I drove across town, my face numb, my hands cold. Go’s car was in the driveway, but I slipped past the glowing living-room window and down the steep downhill slope, and I was soon out of her sight range, out of sight of anyone. Very private.

Back to the far back of the yard, on the edge of the tree line, there was the shed.

I opened the door.

Nonononono.





part two


BOY MEETS GIRL





AMY ELLIOTT DUNNE

THE DAY OF


I’m so much happier now that I’m dead.

Technically, missing. Soon to be presumed dead. But as shorthand, we’ll say dead. It’s been only a matter of hours, but I feel better already: loose joints, wavy muscles. At one point this morning, I realized my face felt strange, different. I looked in the rearview mirror—dread Carthage forty-three miles behind me, my smug husband lounging around his sticky bar as mayhem dangled on a thin piano wire just above his shitty, oblivious head—and I realized I was smiling. Ha! That’s new.

My checklist for today—one of many checklists I’ve made over the past year—sits beside me in the passenger seat, a spot of blood right next to Item 22: Cut myself. But Amy is afraid of blood, the diary readers will say. (The diary, yes! We’ll get to my brilliant diary.) No, I’m not, not a bit, but for the past year I’ve been saying I am.
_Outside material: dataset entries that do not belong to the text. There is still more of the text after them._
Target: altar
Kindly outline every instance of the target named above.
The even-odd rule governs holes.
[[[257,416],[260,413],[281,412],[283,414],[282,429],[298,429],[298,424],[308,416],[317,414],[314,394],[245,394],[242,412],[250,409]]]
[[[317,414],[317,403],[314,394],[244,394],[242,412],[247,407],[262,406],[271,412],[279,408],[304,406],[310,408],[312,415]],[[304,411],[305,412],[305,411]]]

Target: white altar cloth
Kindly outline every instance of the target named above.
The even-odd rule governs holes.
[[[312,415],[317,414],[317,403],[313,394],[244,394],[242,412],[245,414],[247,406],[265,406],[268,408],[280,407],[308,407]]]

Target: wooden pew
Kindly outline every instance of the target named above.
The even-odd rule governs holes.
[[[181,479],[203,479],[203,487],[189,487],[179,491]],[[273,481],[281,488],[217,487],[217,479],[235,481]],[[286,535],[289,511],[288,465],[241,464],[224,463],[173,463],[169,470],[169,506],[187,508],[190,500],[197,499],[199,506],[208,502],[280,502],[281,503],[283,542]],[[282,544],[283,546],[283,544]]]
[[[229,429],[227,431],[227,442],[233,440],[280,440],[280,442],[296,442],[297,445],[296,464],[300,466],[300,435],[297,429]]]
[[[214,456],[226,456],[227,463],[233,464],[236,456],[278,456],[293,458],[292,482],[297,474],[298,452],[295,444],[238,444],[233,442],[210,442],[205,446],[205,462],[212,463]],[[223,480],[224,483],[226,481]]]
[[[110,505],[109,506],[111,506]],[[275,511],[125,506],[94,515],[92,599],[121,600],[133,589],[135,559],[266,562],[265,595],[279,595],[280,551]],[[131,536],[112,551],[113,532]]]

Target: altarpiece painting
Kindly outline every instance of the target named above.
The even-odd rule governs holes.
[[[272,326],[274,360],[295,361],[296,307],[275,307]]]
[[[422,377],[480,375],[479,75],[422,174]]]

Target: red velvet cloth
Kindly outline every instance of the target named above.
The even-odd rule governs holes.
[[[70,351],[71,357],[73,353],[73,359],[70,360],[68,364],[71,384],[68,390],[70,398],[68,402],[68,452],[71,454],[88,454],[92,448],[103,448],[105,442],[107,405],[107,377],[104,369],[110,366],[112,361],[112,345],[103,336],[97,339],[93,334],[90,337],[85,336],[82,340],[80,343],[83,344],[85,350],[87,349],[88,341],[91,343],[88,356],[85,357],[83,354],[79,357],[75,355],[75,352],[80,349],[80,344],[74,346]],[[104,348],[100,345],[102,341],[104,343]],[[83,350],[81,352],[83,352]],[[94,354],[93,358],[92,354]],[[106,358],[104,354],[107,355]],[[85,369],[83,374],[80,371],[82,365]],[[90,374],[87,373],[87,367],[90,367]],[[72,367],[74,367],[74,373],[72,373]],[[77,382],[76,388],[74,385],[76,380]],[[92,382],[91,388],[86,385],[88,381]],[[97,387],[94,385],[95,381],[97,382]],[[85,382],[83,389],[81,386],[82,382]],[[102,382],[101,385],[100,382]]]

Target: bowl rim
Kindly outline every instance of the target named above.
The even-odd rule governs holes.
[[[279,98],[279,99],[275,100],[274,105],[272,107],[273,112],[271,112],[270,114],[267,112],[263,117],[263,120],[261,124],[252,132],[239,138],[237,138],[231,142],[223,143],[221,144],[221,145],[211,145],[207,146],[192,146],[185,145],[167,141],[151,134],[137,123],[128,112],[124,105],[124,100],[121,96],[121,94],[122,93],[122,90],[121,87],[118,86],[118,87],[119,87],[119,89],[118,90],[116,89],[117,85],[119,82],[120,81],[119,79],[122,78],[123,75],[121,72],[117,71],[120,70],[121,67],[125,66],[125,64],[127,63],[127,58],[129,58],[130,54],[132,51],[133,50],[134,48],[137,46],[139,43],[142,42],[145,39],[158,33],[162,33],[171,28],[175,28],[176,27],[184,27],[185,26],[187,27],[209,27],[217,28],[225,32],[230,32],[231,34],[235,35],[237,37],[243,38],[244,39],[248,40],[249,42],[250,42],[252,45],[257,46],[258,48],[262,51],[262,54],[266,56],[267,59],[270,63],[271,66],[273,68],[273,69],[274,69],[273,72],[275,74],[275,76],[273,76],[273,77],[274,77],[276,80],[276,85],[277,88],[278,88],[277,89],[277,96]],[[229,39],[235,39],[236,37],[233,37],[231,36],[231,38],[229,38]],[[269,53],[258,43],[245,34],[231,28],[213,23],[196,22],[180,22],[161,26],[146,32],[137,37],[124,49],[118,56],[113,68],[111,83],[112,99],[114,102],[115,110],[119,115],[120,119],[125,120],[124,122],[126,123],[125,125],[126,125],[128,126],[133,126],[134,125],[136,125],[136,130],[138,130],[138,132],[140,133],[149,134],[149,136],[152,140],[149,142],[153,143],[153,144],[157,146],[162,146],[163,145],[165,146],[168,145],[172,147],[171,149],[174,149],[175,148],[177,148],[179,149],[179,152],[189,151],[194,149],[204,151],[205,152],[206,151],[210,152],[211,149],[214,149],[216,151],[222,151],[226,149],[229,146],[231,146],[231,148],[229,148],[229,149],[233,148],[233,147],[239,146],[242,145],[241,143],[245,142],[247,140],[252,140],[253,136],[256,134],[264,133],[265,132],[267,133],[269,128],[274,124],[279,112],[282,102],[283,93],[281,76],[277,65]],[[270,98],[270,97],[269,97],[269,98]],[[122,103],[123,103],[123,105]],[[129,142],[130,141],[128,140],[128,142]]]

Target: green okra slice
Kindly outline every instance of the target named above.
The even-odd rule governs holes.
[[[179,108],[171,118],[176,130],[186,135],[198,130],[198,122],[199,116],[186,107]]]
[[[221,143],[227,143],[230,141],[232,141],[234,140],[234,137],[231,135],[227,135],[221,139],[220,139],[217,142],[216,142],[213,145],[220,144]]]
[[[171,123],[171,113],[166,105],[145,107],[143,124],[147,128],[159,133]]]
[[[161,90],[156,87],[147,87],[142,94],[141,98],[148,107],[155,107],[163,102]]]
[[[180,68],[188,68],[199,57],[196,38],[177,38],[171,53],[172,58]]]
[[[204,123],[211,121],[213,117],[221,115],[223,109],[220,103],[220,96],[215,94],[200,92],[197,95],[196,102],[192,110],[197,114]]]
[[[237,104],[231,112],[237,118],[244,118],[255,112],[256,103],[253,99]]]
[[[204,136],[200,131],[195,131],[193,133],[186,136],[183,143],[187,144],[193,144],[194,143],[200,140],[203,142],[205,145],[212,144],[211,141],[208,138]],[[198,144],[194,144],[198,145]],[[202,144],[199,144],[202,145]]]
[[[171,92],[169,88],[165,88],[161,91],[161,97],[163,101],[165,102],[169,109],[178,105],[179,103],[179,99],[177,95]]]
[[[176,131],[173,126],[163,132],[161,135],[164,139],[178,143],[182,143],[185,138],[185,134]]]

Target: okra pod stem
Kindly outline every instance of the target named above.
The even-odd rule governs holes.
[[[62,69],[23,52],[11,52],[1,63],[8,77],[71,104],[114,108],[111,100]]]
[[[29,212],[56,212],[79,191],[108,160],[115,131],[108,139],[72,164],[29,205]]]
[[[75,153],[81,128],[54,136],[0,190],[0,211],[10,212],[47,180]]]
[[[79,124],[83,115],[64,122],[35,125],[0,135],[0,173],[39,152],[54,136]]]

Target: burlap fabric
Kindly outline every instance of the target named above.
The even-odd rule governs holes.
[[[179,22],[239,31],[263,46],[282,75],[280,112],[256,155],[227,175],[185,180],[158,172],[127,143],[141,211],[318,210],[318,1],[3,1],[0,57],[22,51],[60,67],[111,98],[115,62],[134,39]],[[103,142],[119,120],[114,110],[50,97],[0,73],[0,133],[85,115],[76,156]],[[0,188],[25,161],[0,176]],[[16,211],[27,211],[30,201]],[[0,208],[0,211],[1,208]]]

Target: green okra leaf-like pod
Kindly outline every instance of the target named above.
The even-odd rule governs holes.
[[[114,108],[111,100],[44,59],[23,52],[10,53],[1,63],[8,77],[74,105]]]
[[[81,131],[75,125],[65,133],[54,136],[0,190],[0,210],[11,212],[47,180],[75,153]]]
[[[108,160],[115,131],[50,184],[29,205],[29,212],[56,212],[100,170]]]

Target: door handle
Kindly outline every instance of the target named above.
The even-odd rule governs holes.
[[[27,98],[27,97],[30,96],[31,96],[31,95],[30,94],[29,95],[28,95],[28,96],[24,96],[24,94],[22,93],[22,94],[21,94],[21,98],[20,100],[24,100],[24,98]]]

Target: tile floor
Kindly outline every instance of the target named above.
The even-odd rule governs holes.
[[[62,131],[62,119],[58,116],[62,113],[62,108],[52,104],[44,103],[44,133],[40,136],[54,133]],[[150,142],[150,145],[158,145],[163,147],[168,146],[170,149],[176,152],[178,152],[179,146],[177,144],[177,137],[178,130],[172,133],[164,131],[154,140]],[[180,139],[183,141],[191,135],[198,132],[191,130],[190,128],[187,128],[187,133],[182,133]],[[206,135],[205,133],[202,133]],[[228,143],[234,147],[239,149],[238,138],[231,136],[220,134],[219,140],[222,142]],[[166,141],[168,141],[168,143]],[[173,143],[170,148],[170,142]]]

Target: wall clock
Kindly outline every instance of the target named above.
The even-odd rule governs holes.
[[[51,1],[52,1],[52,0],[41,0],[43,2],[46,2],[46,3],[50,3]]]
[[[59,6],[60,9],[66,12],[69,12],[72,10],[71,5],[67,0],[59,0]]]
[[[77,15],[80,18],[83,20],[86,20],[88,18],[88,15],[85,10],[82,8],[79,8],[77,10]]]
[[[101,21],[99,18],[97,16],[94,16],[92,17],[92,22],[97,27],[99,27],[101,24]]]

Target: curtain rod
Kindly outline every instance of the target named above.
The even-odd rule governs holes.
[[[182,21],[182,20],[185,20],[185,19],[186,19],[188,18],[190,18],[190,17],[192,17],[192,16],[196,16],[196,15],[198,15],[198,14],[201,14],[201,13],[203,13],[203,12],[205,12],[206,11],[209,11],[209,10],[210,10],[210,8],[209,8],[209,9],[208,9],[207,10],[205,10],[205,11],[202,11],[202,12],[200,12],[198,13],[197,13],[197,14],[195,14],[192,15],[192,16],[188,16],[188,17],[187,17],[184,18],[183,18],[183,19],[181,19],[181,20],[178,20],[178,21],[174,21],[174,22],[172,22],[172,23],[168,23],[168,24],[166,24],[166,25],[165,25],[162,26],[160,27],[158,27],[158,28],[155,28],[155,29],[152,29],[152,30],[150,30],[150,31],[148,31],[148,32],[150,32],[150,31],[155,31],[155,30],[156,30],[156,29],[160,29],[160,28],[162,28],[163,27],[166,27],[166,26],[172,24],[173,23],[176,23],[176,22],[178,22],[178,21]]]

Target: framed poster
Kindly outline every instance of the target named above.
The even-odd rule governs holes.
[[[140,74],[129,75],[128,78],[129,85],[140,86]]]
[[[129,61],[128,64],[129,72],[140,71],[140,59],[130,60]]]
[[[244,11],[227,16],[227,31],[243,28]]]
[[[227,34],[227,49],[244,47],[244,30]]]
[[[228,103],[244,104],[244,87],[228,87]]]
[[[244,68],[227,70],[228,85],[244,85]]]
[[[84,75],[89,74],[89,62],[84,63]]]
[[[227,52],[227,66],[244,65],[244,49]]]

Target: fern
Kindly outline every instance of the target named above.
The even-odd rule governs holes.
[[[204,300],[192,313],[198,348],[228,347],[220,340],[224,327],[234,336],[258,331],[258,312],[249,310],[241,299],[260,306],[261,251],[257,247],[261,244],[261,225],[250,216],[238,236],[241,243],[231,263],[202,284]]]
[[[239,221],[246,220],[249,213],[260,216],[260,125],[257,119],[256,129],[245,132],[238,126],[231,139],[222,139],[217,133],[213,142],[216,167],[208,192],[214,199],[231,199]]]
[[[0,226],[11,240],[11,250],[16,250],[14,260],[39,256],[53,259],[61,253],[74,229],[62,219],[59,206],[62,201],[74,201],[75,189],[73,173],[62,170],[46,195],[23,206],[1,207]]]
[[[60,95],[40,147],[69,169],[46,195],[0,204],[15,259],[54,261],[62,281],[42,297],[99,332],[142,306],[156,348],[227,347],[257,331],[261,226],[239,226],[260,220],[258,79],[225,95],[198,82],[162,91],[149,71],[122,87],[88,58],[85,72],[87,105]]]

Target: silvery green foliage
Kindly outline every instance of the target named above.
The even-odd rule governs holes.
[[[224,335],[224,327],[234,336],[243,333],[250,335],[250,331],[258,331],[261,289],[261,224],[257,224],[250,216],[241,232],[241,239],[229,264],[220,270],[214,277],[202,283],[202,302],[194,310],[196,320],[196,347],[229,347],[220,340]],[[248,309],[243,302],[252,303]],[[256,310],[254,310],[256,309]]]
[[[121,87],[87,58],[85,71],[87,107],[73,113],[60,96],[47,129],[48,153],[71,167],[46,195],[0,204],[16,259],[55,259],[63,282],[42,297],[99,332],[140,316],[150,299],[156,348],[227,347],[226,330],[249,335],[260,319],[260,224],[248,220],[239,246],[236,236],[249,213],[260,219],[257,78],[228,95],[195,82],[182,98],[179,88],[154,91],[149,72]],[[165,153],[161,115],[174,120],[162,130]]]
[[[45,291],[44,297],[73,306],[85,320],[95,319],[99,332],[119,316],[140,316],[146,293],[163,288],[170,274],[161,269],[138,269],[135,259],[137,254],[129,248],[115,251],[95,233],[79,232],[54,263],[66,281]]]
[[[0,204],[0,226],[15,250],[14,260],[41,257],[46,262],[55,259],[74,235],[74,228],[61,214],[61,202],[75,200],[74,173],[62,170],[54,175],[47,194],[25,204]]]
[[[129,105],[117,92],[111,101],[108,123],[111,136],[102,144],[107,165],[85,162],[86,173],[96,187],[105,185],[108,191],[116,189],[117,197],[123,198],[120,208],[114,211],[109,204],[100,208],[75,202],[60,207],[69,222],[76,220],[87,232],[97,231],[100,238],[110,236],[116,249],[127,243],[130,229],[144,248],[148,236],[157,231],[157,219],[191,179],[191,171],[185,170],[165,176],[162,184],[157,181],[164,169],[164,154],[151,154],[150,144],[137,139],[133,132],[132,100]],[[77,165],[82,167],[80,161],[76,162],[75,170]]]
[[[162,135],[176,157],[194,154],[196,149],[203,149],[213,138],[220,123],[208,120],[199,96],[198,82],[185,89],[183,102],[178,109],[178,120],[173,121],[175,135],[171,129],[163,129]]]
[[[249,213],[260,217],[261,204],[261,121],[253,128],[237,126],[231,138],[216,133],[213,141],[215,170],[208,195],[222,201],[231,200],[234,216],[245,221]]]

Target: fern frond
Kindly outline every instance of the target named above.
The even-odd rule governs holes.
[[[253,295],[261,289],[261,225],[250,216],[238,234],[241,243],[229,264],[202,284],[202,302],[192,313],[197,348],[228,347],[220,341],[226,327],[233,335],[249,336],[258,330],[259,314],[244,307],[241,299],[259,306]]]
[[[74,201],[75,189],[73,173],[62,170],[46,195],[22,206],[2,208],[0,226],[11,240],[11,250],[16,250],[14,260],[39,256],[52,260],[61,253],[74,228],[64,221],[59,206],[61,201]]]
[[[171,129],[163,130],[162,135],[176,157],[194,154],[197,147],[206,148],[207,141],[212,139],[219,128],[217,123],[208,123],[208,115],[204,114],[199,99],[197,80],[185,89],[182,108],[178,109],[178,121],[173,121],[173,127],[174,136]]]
I told Nick probably half a dozen times how afraid I am of blood, and when he said, “I don’t remember you being so afraid of blood,” I replied, “I’ve told you, I’ve told you so many times!” Nick has such a careless memory for other people’s problems, he just assumed it was true. Swooning at the plasma center, that was a nice touch. I really did that, I didn’t just write that I did. (Don’t fret, we’ll sort this out: the true and the not true and the might as well be true.)